To clarify the problem, I think the column is resolving the peaks but the detector is too old/slow (13 years old) and is unable to detect them as separate peaks. Additionally, the computer and software are also over 20 years old. They simply cannot keep up. I want to make the distinction that there definitely is some peak tailing but that is a separate issue.

I checked the column again after reading your post and it turns out that the column is in very good condition and was installed only a year ago. There also doesn't seem to be any leaks. As for the steps I've taken to restore the column: washing (with water), recharging the column with H2SO4 and purging the line with IPA/Water. Unfortunately, I'm a lowly Masters student, so I'm not allowed to make any changes to the hardware.

I have added more information regard the machine in my first post, and will try to add the chromatgraph later. The issue I've described is for the first two peaks (glucose and malic acid) which are 30-45 seconds apart. Glucose is separated by size-exclusion whereas malic acid is by ion exchange).

[uzman]

Your explanation about the detector is not logical.
The detector sees what the column sends.
Shimadzu RID-20A is not an old detector , even the 30 years old RID-6A is working perfectly.

The detector response time may effect the integration , but not the peak shape.

By the way , did you flush the detector reference flow cell with fresh mobile phase , before starting the analysis ?

[DR]

Note - Google will find a surprising number of manuals for nearly anything and should be tried after searching the mfg website for anything they built this century. The manuals are usually out there, if you look.

[Purplish3979]

Your explanation about the detector is not logical.
The detector sees what the column sends.
Shimadzu RID-20A is not an old detector , even the 30 years old RID-6A is working perfectly.

The detector response time may effect the integration , but not the peak shape.

By the way , did you flush the detector reference flow cell with fresh mobile phase , before starting the analysis ?

Yes, I flushed the detector reference cell before starting the analysis. I also checked the analysis again today (at different settings) at it seems that:
- There is some peak tailing for glucose (first peak detected) but it was only noticeable after changing the temperature
- The "peak interference" I'm observing is not from the chemical I thought it was. I tried analyzing a new standard today and found the same peak shape. So, either that peak is from a contamination from some unknown source, or it's peak shouldering for glucose. I'm not sure if the latter makes sense.
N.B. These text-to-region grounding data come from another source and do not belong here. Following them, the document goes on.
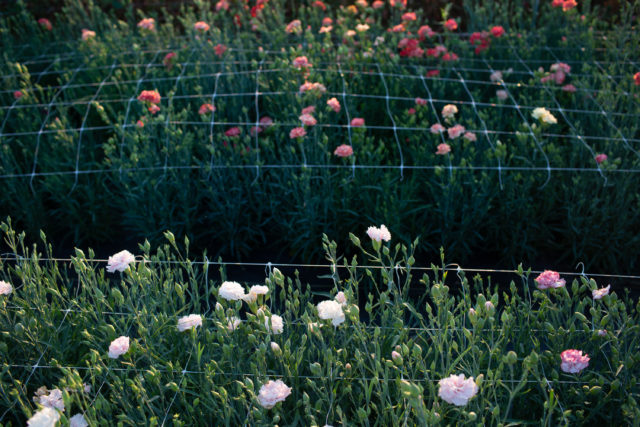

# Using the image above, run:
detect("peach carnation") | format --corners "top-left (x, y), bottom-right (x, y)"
top-left (137, 18), bottom-right (155, 31)
top-left (199, 103), bottom-right (215, 115)
top-left (447, 124), bottom-right (466, 139)
top-left (194, 21), bottom-right (210, 32)
top-left (327, 97), bottom-right (341, 113)
top-left (350, 117), bottom-right (365, 127)
top-left (290, 127), bottom-right (307, 139)
top-left (436, 143), bottom-right (451, 155)
top-left (137, 90), bottom-right (161, 104)
top-left (366, 224), bottom-right (391, 242)
top-left (299, 113), bottom-right (317, 126)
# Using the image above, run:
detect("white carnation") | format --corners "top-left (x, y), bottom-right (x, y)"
top-left (218, 281), bottom-right (246, 300)
top-left (317, 300), bottom-right (345, 326)
top-left (265, 314), bottom-right (284, 334)
top-left (177, 314), bottom-right (203, 332)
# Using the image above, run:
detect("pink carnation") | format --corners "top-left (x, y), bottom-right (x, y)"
top-left (561, 84), bottom-right (576, 92)
top-left (418, 25), bottom-right (436, 40)
top-left (148, 104), bottom-right (160, 115)
top-left (38, 18), bottom-right (52, 31)
top-left (301, 105), bottom-right (316, 115)
top-left (214, 44), bottom-right (227, 57)
top-left (534, 270), bottom-right (566, 290)
top-left (137, 90), bottom-right (161, 104)
top-left (372, 0), bottom-right (384, 8)
top-left (560, 349), bottom-right (589, 373)
top-left (259, 116), bottom-right (274, 128)
top-left (13, 90), bottom-right (23, 100)
top-left (415, 97), bottom-right (427, 106)
top-left (257, 380), bottom-right (292, 409)
top-left (551, 62), bottom-right (571, 74)
top-left (350, 117), bottom-right (365, 127)
top-left (430, 123), bottom-right (445, 134)
top-left (327, 97), bottom-right (341, 113)
top-left (334, 144), bottom-right (353, 157)
top-left (447, 124), bottom-right (466, 139)
top-left (496, 90), bottom-right (508, 100)
top-left (436, 143), bottom-right (451, 155)
top-left (299, 113), bottom-right (317, 126)
top-left (194, 21), bottom-right (210, 32)
top-left (634, 72), bottom-right (640, 86)
top-left (199, 103), bottom-right (215, 115)
top-left (438, 374), bottom-right (478, 406)
top-left (225, 127), bottom-right (241, 137)
top-left (592, 284), bottom-right (610, 300)
top-left (463, 132), bottom-right (477, 142)
top-left (163, 52), bottom-right (177, 69)
top-left (402, 12), bottom-right (417, 21)
top-left (366, 225), bottom-right (391, 242)
top-left (81, 29), bottom-right (96, 41)
top-left (595, 153), bottom-right (607, 164)
top-left (292, 56), bottom-right (312, 69)
top-left (290, 127), bottom-right (307, 139)
top-left (108, 336), bottom-right (130, 359)
top-left (137, 18), bottom-right (155, 31)
top-left (444, 19), bottom-right (458, 31)
top-left (490, 26), bottom-right (505, 37)
top-left (107, 250), bottom-right (135, 273)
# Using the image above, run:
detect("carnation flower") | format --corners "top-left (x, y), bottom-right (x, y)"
top-left (415, 97), bottom-right (427, 106)
top-left (259, 116), bottom-right (274, 128)
top-left (436, 143), bottom-right (451, 155)
top-left (38, 18), bottom-right (52, 31)
top-left (81, 29), bottom-right (96, 41)
top-left (531, 107), bottom-right (557, 124)
top-left (258, 380), bottom-right (292, 409)
top-left (194, 21), bottom-right (210, 32)
top-left (634, 72), bottom-right (640, 86)
top-left (366, 224), bottom-right (391, 242)
top-left (137, 90), bottom-right (161, 104)
top-left (463, 132), bottom-right (477, 142)
top-left (327, 97), bottom-right (341, 113)
top-left (317, 300), bottom-right (345, 326)
top-left (430, 123), bottom-right (445, 134)
top-left (199, 103), bottom-right (215, 115)
top-left (0, 280), bottom-right (12, 295)
top-left (137, 18), bottom-right (155, 31)
top-left (301, 105), bottom-right (316, 115)
top-left (13, 90), bottom-right (23, 100)
top-left (299, 113), bottom-right (317, 126)
top-left (214, 44), bottom-right (227, 57)
top-left (177, 314), bottom-right (203, 332)
top-left (350, 118), bottom-right (365, 127)
top-left (441, 104), bottom-right (458, 119)
top-left (148, 104), bottom-right (160, 115)
top-left (562, 84), bottom-right (576, 92)
top-left (108, 336), bottom-right (130, 359)
top-left (496, 90), bottom-right (508, 100)
top-left (285, 19), bottom-right (302, 34)
top-left (447, 124), bottom-right (466, 139)
top-left (319, 25), bottom-right (333, 34)
top-left (265, 314), bottom-right (284, 334)
top-left (106, 250), bottom-right (135, 273)
top-left (595, 153), bottom-right (607, 164)
top-left (299, 82), bottom-right (326, 94)
top-left (69, 414), bottom-right (88, 427)
top-left (490, 70), bottom-right (503, 82)
top-left (136, 120), bottom-right (144, 128)
top-left (334, 144), bottom-right (353, 158)
top-left (597, 329), bottom-right (607, 337)
top-left (216, 0), bottom-right (229, 10)
top-left (534, 270), bottom-right (566, 290)
top-left (163, 52), bottom-right (177, 69)
top-left (490, 26), bottom-right (505, 37)
top-left (290, 127), bottom-right (307, 139)
top-left (218, 281), bottom-right (246, 300)
top-left (356, 24), bottom-right (370, 32)
top-left (27, 407), bottom-right (60, 427)
top-left (592, 285), bottom-right (610, 300)
top-left (560, 349), bottom-right (589, 373)
top-left (335, 291), bottom-right (347, 305)
top-left (418, 25), bottom-right (436, 40)
top-left (292, 56), bottom-right (312, 69)
top-left (227, 316), bottom-right (241, 331)
top-left (438, 374), bottom-right (478, 406)
top-left (38, 388), bottom-right (64, 411)
top-left (444, 19), bottom-right (458, 31)
top-left (243, 285), bottom-right (269, 303)
top-left (402, 12), bottom-right (417, 21)
top-left (372, 0), bottom-right (384, 8)
top-left (562, 0), bottom-right (577, 11)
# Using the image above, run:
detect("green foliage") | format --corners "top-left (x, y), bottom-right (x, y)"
top-left (1, 223), bottom-right (639, 424)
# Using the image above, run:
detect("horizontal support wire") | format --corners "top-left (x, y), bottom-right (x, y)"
top-left (0, 363), bottom-right (601, 386)
top-left (2, 255), bottom-right (639, 279)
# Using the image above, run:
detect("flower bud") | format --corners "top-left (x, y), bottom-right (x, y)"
top-left (270, 341), bottom-right (281, 355)
top-left (391, 350), bottom-right (403, 366)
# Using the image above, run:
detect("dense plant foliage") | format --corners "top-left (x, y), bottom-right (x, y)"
top-left (0, 221), bottom-right (639, 424)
Could you please explain how the detector response time may effect the integration? Maybe that's the cause of the problem and I've misunderstood what (and where) the problem actually was.

[TylerSmith123]

Hi Purplish,

Let me get this straight-- you injected a standard and you received the same peak shape for the standard analyte, or you injected your standard analyte and there was another peak that exhibited this peak tailing phenomenon? If so, then that would suggest contamination somewhere on your instrument but could be confirmed by running a wash sequence with a short EQ time and then another wash sequence with a significantly longer EQ time and then compared the contamination peaks to each other. More contaminant should build up the longer you're running a weak MP, while in the longer EQ this will exhibit itself as a larger peak. However, what is the retention factor of your glucose? Could it be eluting at the dead-time and this is why you're seeing these issues?